Import your OpenCSW catalog.

bin/pkgdb sync-catalogs-from-tree current /home/mirror/opencsw/current

Importing the whole catalog takes time, and depending on the speed of your machine, it can take anything from half an hour to many hours. The good news is that you only need to import each package once, and once catalog updates come in, pkgdb only imports the new packages and the process is much faster.

You will need to perform this operation each time the OpenCSW catalog is updated. Otherwise your packages will be checked against an old state of the catalog.

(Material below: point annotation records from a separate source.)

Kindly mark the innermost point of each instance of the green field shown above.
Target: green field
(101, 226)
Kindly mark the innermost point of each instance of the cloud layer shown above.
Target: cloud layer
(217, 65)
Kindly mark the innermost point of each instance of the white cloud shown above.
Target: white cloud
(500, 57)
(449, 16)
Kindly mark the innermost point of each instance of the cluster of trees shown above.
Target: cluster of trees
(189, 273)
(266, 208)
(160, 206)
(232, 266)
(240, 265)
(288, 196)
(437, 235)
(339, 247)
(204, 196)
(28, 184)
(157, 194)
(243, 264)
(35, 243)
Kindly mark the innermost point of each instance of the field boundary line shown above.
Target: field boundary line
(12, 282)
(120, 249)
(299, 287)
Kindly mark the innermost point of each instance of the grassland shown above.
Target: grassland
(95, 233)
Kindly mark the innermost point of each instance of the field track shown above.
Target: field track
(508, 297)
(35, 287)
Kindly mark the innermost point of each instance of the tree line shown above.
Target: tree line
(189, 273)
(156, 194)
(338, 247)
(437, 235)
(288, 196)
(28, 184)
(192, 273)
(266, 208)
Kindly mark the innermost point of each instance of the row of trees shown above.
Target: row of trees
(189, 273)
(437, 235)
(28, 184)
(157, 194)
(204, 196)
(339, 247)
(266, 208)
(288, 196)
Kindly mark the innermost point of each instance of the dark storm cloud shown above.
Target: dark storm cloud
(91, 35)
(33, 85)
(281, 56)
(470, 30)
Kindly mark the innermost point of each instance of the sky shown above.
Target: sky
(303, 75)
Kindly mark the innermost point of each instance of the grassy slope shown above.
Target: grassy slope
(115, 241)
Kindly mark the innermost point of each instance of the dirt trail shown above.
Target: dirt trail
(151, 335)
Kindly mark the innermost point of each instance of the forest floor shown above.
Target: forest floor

Known issue: There seems to be a problem with indexing i386 files on a sparc machine. If you see the “hachoir_core.field.field.MissingField: Can't get field "header" from /” error, restart the process on a i386 box.

As a workaround, you can also import an individual catalog on a i386 machine:

bin/pkgdb sync-cat-from-file SunOS5.10 i386 current /home/mirror/opencsw/current/i386/5.10/catalog

Known issue: Libmagic stops functioning after indexing about half of the sparc catalog. You have to restart the process; the import procedure will pick up where it left. The root cause is unknown, it could be a bug in libmagic or libmagic Python bindings.

Your database is now ready!

Overrides

If one of the module detects an error, you will see a message similar to this one:

# Tags reported by license presence module
CSWloosefilesexa: license-missing

The CSWloosefilesexa: license-missing bit is an error tag which denotes the kind of error that was detected, together with parameters, such as offending file name. Most of the time, it'll be a genuine problem with the package, but sometime, it'll be a false positive. When this happens, you need to suppress the error by creating an override.

In GAR

To do that, you can add the following line to your GAR Makefile:

CHECKPKG_OVERRIDES_CSWfoo = license-missing

If you want your override to be more specific, you can add a parameter:

CHECKPKG_OVERRIDES_CSWfoo = symbol-not-found|bar.so

This parameter will only override the symbol-not-found error if the parameter (bar.so) matches as well.

After you update override declarations in the Makefile, you need to issue gmake remerge repackage or gmake platforms-remerge platforms-repackage for your changes to take effect.

Overrides under the hood

This part describes how overrides are handled on the lower level. The override file is of the "i" type, so the prototype needs to contain a line like the following:

i checkpkg_override=checkpkg_override.<pkgname>

Inside this file, you can place a list of overrides, which can suppress the problematic tag. The format of the overrides file is the following:

# a comment
[<pkgname>: ]<checkpkg-tag>[ <checkpkg-info>]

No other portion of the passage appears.